What are the Benefits of Time-in-View?

The following are the benefits of Time in View

  • Time-in-view can help you close more and better direct deals.
  • Focusing on time-in-view will automatically improve your viewability because you are already thinking beyond the 1-second threshold given by MRC.
  • When the ads on your site perform, your inventory becomes more valuable to advertisers. The increased value translates to high CPMs.
  • It’ll help you trade attention, not impressions

In other words, considering time-in-view can take you one step ahead of the publishers who rely only on conventional viewability metrics.

How do I Adopt Time-in-View?

There are many ways to use time-in-view in your publishing business.
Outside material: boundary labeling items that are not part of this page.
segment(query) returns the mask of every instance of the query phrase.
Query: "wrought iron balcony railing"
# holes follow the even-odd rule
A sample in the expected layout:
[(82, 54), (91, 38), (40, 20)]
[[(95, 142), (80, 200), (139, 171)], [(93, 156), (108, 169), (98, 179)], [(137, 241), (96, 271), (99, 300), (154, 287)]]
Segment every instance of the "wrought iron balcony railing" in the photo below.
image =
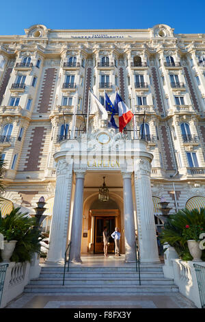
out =
[(63, 88), (75, 88), (76, 84), (75, 83), (64, 83), (63, 84)]
[(154, 142), (154, 136), (152, 134), (143, 134), (141, 136), (141, 134), (140, 134), (140, 138), (147, 142)]
[(181, 64), (179, 62), (165, 62), (164, 64), (166, 67), (180, 67), (181, 66)]
[(131, 62), (131, 67), (146, 67), (148, 66), (146, 62)]
[(25, 88), (25, 83), (13, 83), (12, 85), (12, 88), (15, 90), (24, 90)]
[(144, 83), (143, 82), (137, 82), (135, 83), (135, 88), (147, 88), (148, 87), (148, 83)]
[(172, 88), (182, 88), (185, 87), (184, 83), (175, 83), (173, 82), (171, 82), (171, 86)]
[(0, 136), (0, 143), (10, 143), (12, 140), (12, 136), (10, 135), (4, 136), (4, 135), (1, 135)]
[(98, 67), (113, 67), (114, 64), (113, 62), (98, 62)]
[(182, 134), (183, 142), (184, 143), (197, 143), (199, 142), (199, 137), (192, 134)]
[(64, 67), (80, 67), (79, 62), (64, 62)]
[(32, 62), (16, 62), (16, 67), (25, 67), (25, 68), (31, 68), (33, 67)]
[(111, 83), (99, 83), (100, 88), (111, 88)]

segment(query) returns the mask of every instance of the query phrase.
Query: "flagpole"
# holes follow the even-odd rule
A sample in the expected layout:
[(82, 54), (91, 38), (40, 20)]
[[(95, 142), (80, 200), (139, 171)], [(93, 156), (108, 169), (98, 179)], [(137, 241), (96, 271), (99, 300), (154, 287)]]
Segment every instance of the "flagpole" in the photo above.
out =
[(89, 88), (89, 92), (88, 92), (88, 102), (87, 102), (87, 124), (86, 124), (86, 133), (87, 134), (87, 131), (88, 131), (88, 122), (89, 122), (89, 112), (90, 112), (90, 88)]
[(77, 113), (77, 95), (76, 95), (74, 98), (74, 110), (73, 110), (73, 115), (72, 115), (72, 129), (71, 129), (71, 138), (74, 138), (74, 131), (75, 131), (75, 126), (76, 126), (76, 113)]
[(135, 101), (133, 97), (133, 88), (131, 88), (131, 106), (132, 106), (132, 109), (133, 109), (133, 113), (134, 114), (133, 116), (133, 129), (134, 129), (134, 138), (137, 139), (137, 128), (136, 128), (136, 119), (135, 119)]

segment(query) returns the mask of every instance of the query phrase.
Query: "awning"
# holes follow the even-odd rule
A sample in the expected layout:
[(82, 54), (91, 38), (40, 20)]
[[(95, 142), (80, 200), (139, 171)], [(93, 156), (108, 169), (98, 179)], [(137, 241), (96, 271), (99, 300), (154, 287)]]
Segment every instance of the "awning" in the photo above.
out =
[(200, 208), (205, 208), (205, 197), (193, 197), (187, 202), (186, 208), (189, 209), (189, 210), (197, 208), (200, 211)]
[(160, 205), (158, 203), (160, 202), (160, 198), (159, 197), (152, 196), (152, 201), (153, 201), (153, 208), (154, 208), (154, 214), (161, 214), (160, 210), (158, 209), (160, 207)]
[(44, 212), (44, 214), (52, 216), (54, 204), (54, 197), (53, 198), (49, 199), (46, 202), (46, 203), (45, 204), (44, 208), (46, 208), (46, 210)]
[(10, 214), (13, 208), (13, 203), (10, 200), (6, 199), (1, 198), (0, 199), (0, 209), (1, 211), (2, 217), (8, 214)]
Here are some examples from the industry.

  • Using a Product: Using the right ad product is the fastest way to start leveraging time-in-view.
  • Partnering with SSPs that sell time-in-view: Some SSPs, like Teads work with publishers as well as advertisers. They offer media buying based on custom viewability targeting. So, advertisers can buy your inventory when the required time-in-view condition is met.

Use Ad Products

Using the right ad product is the fastest way to start leveraging time-in-view. For instance, we offer Active Exposure Time (AXT), an intelligent product that goes beyond the time-in-view metric; it considers the active view. 

AXT refreshes an ad only after a 25s active view. But what’s an active view? Active view records the time when an active user has an ad in-view. So, even if an ad is in the viewport, but there’s no mouse activity, then that duration will not be considered as an active view. 

Similarly, if the user has opened a different tab, the view is again inactive. In this way, AXT makes sure that the user has actively seen the ad for a minimum of 25 seconds.

Here’s AXT in action.

Partnering with measurement service providers

Measurement service providers like IAS and BrandMetrics can give you solutions and tools to calculate many performance metrics, including time-in-view. You can use the tools to empower your clients with detailed reporting to run high-performing campaigns on your site. We have already compiled a list of all such service providers to get you started.

Partnering with SSPs that sell time-in-view: Some SSPs, like Teads, work with publishers as well as advertisers. They offer media buying based on custom viewability targeting. So, advertisers can buy your inventory when the required time-in-view condition is met.

What’s Next?

Publishers who generate a significant part of their revenue from direct deals should find measurement service providers who can enable them to measure time-in-view. Publishers who are mostly selling their inventory on the open web should use products like AXT to leverage time-in-view. Using time-in-view will help you in increasing your revenue.